Apple has been one of the first to yield under pressure. Facing tariffs that could cost the company $1.1 billion, Apple has pledged $100 billion in new investments for US-based semiconductor production, building a full domestic supply chain and sourcing rare earth minerals locally. The company is also ramping up assembly in India to diversify away from China.
Other major players are making similar commitments. Micron has promised $150 billion in US chip production, while Texas Instruments is pledging $60 billion. Meanwhile, Intel has faced a more dramatic confrontation. President Trump has publicly demanded the resignation of Intel’s CEO over alleged ties to China. Intel has delayed its planned Ohio factory and scrapped expansion plans in Europe. In exchange for $10.86 billion in federal grants, the White House is pushing for a 10% US government stake in Intel and is in talks with TSMC over a joint venture. TSMC’s planned $300 billion Arizona megafactory is already stirring geopolitical rivalry with Taiwan.
The administration has also turned to AI chip leaders Nvidia and AMD, forcing both to agree to pay 15% of their China export revenue directly to the US Treasury. Nvidia has committed to assembling its supercomputers exclusively in the United States. With China sales representing $17 billion (13% of total revenue) for Nvidia and $6.2 billion (24%) for AMD, the deal could reshape their global business. Nvidia has already lost $5.5 billion from earlier export bans and risks losing another $14–18 billion if restrictions tighten. Trump has promised to allow exports of “downgraded” chips, 30–50% weaker than advanced models, and assured companies they will not face 100% tariffs if production stays in the US.
The White House’s aggressive approach is raising alarms across Washington. Critics say the administration is turning export licenses into a “pay-to-play” system that monetizes trade restrictions. Bloomberg has described the practice as legally dubious, estimating it could generate over $2 billion in revenue in 2025 alone. Prominent Democrats, including Senators Chuck Schumer and Elizabeth Warren, have urged scrapping the deals.
Beyond semiconductors, the administration is expanding its reach into other sectors. The Pentagon recently purchased $400 million in shares of MP Materials, a rare earth mining firm, while the Treasury has hinted at a “golden share” approach in the US Steel takeover. Officials have also suggested similar measures could be extended into other industries deemed strategically vital.
But the policy carries significant risks. Analysts warn that fragmenting supply chains could raise costs for global tech firms. AI infrastructure costs alone could increase by $75–100 billion over the next five years. Tech giants like Google and Amazon are already planning to spend more than $350 billion on AI data centers in 2025, and tariffs could drive up server prices by as much as 75%.

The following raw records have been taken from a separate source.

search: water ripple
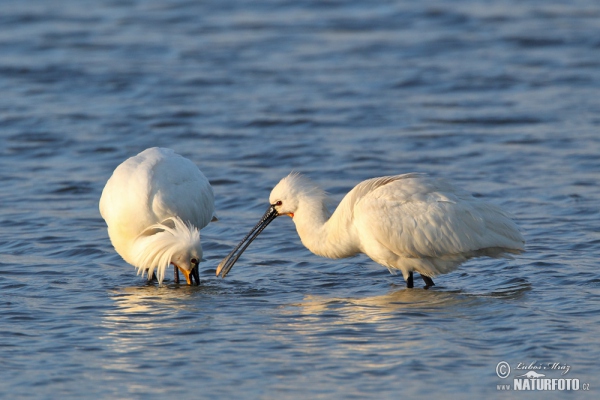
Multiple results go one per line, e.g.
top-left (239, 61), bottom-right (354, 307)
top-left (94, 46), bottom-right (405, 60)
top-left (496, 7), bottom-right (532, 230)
top-left (1, 0), bottom-right (600, 398)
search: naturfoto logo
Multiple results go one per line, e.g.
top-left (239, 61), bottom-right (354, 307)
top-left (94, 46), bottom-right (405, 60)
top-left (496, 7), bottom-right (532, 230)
top-left (495, 361), bottom-right (590, 392)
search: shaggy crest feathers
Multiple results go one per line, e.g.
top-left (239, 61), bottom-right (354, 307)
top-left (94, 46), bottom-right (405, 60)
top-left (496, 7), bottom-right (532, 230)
top-left (130, 216), bottom-right (201, 284)
top-left (271, 172), bottom-right (329, 204)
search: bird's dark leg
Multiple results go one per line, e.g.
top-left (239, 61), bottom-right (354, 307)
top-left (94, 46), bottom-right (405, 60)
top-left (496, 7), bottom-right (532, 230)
top-left (421, 275), bottom-right (435, 289)
top-left (174, 265), bottom-right (180, 284)
top-left (151, 272), bottom-right (158, 281)
top-left (406, 271), bottom-right (414, 288)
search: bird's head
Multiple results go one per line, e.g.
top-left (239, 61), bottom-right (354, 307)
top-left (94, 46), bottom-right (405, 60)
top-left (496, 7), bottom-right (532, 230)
top-left (132, 217), bottom-right (203, 285)
top-left (269, 173), bottom-right (326, 218)
top-left (216, 173), bottom-right (327, 279)
top-left (171, 245), bottom-right (202, 285)
top-left (268, 175), bottom-right (300, 218)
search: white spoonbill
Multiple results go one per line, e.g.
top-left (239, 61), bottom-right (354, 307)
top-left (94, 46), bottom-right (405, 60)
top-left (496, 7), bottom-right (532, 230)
top-left (216, 173), bottom-right (524, 288)
top-left (100, 147), bottom-right (216, 285)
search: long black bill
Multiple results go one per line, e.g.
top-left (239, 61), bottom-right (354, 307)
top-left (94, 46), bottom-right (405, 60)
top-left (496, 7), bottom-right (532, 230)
top-left (216, 206), bottom-right (279, 278)
top-left (191, 262), bottom-right (200, 286)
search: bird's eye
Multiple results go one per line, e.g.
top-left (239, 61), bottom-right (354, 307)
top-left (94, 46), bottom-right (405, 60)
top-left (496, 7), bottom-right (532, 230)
top-left (191, 258), bottom-right (198, 264)
top-left (274, 200), bottom-right (282, 206)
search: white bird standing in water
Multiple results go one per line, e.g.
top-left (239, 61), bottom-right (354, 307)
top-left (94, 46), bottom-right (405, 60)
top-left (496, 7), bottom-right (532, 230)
top-left (217, 173), bottom-right (524, 288)
top-left (100, 147), bottom-right (216, 285)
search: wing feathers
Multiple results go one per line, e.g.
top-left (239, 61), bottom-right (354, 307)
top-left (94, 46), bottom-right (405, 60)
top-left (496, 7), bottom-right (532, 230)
top-left (351, 174), bottom-right (524, 275)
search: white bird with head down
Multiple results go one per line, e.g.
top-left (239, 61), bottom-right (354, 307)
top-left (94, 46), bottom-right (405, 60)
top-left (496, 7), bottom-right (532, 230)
top-left (100, 147), bottom-right (216, 285)
top-left (217, 173), bottom-right (524, 288)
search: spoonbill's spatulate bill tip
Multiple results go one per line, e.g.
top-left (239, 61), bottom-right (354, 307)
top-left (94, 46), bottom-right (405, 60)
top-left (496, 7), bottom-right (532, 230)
top-left (217, 172), bottom-right (524, 288)
top-left (100, 147), bottom-right (216, 285)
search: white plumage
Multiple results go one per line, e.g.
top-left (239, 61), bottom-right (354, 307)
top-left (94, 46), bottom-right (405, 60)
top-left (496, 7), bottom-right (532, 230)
top-left (100, 147), bottom-right (216, 285)
top-left (217, 172), bottom-right (524, 288)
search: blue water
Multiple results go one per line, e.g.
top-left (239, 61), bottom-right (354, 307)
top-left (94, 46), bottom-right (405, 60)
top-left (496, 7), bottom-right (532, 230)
top-left (1, 0), bottom-right (599, 398)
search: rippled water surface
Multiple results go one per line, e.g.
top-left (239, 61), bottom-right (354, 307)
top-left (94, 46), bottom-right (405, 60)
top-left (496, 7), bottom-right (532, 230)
top-left (1, 0), bottom-right (599, 398)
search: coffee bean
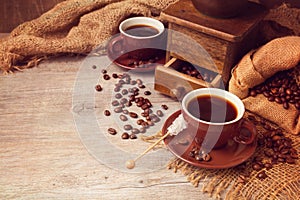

China, meanwhile, has begun to retaliate. Beijing has banned the use of Nvidia chips in government operations and is accelerating investment in domestic alternatives. Observers warn that Trump’s strategy to revive American chip dominance could backfire, hardening China’s resolve to cut dependence on US technology and further fragmenting the global market.
What Trump hails as an “America First tech revival” may in fact amount to what critics call “clan capitalism”—a system where government policy pressures private companies into financing political and economic objectives. Whether this strengthens US industry or undermines free-market credibility remains a central question as the world’s two largest economies edge closer to a high-tech cold war.